A relação de gênero nessas famílias segue o padrão tradicional que é mantido pela estrutura do modelo patriarcal, caracterizado pela divisão dos papéis, onde a mulher cuida dos afazeres domésticos

enquanto os homens cuidam de prover o sustento da família. Pinto et al. (2004) consideram essa relação como o papel social ligado ao gênero e sugerem que esta representação acontece justamente quando se dá essa divisão de papéis bem definida entre homem e mulher.

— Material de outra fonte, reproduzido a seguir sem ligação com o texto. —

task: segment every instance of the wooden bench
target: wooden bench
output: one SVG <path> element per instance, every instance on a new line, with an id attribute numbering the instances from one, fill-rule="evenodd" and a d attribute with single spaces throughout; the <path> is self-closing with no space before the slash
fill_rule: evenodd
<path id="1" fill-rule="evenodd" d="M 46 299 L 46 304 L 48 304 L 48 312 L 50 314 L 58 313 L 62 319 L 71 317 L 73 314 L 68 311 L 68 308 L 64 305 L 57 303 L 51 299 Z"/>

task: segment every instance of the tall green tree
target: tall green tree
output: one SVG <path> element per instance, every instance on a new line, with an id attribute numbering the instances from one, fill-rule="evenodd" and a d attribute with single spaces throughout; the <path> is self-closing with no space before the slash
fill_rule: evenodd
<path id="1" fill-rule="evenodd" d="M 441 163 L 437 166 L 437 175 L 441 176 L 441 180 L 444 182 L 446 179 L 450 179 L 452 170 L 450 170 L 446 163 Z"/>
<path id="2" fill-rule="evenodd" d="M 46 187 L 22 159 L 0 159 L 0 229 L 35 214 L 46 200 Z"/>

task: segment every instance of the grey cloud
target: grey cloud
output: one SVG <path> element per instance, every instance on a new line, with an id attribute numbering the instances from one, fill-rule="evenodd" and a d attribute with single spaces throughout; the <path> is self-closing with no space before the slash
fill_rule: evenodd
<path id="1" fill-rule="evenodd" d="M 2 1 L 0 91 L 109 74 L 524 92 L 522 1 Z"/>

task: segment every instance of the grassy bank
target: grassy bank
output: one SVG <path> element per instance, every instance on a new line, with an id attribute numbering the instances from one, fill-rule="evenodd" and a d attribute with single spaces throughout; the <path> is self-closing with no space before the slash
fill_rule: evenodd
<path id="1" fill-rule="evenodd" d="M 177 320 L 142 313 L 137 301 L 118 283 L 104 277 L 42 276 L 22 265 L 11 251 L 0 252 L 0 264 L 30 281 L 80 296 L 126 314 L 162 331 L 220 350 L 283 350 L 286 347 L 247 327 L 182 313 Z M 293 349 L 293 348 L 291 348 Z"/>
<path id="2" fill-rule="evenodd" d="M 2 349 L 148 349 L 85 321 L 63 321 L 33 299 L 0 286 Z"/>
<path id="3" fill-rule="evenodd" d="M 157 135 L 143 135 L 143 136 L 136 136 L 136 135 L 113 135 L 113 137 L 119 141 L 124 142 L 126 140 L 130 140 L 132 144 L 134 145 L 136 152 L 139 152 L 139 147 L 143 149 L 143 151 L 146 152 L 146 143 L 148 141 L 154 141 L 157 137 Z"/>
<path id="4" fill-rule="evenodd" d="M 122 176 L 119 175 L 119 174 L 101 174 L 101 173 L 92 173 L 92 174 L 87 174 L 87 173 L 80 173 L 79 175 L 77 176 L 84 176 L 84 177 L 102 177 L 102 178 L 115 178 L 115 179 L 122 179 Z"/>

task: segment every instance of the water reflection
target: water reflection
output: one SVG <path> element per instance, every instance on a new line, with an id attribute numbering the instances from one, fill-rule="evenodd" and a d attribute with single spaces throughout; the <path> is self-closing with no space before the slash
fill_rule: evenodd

Neste contexto estudado, acrescenta-se ainda à mulher / mãe, além das funções relacionadas aos cuidados prestados não somente à casa e aos filhos, também os diversos cuidados prestados aos netos, demais familiares e a outras pessoas próximas (SANTOS, 2007). Podemos apontar também neste grupo algumas famílias onde o homem- parceiro não é o responsável pela manutenção da casa, não sendo nem mesmo referido pelas mulheres. Mesmo quando isso acontece, porém, o modelo patriarcal continua prevalecendo quando os filhos e/ou netos homens são aqueles que mantêm o sustento da família, evidenciando uma característica onde ainda se mantém enraizado este padrão de organização familiar. Diferentemente deste tipo tradicional, outras configurações de família englobam avós como cuidadores primários de seus netos, características que se estabeleceram em muitas famílias nas últimas duas décadas, segundo Brown-Strandrige; Floyd (2000). Para Haglund (2000), esta configuração de família, porém, traz por vezes comprometimentos sobre a saúde dessas pessoas, principalmente da avó, que continua mantendo todos os afazeres da casa associado aos cuidados dos netos, situação encontrada nos nossos achados:

Faço tudo em casa, mas meu marido quer que a gente se separe, se separe assim dos filhos e das crianças. (...) Ele acha que as crianças me dão trabalho. Então ele queria se separar. (...) Só que muitas vezes muitas pessoas já me falaram que eu estou assim inteirona, ainda faço tudo, porque eu faço. Porque do jeito que eu tenho problema de bico de papagaio na coluna, problema nas pernas, se eu me deitar , eu não levanto mais. (...) Só que o médico passou repouso e hoje em dia aprendi assim, estou fazendo isso. Eu sou muito enjoada, chata com as minhas coisas na minha casa, mas estou fazendo assim: acabei de almoçar, eu já vou para o meu quarto, para o repouso, entende? A doutora disse que era para eu descansar de manhã e de tarde também, mas pela manhã não tem condição. A hora voa. E eu tenho que correr para um lado e para o outro. Acabo de almoçar, me levanto e largo tudo e vou descansar (...) porque daí o que eu já vou fazer de tarde? Já vou ensinar os menores. (...) Daí eu

vou, já vou ensinar o menorzinho por que eu coloquei na aula de reforço e não deu certo. (...) o pequenininho é de um filho que é separado da outra mulher e eu tomo conta dele. E os quatro que é são do mais novo, a mulher foi embora, a mãe foi embora (...) e aí eu fiquei com eles. Por isso que eu fico, porque se tivessem mãe, eu não ficava mesmo. Não ficava mesmo. Eu tava cuidando de mim. Mas no fundo, no fundo, eles é que cuidam da gente. (P11G1).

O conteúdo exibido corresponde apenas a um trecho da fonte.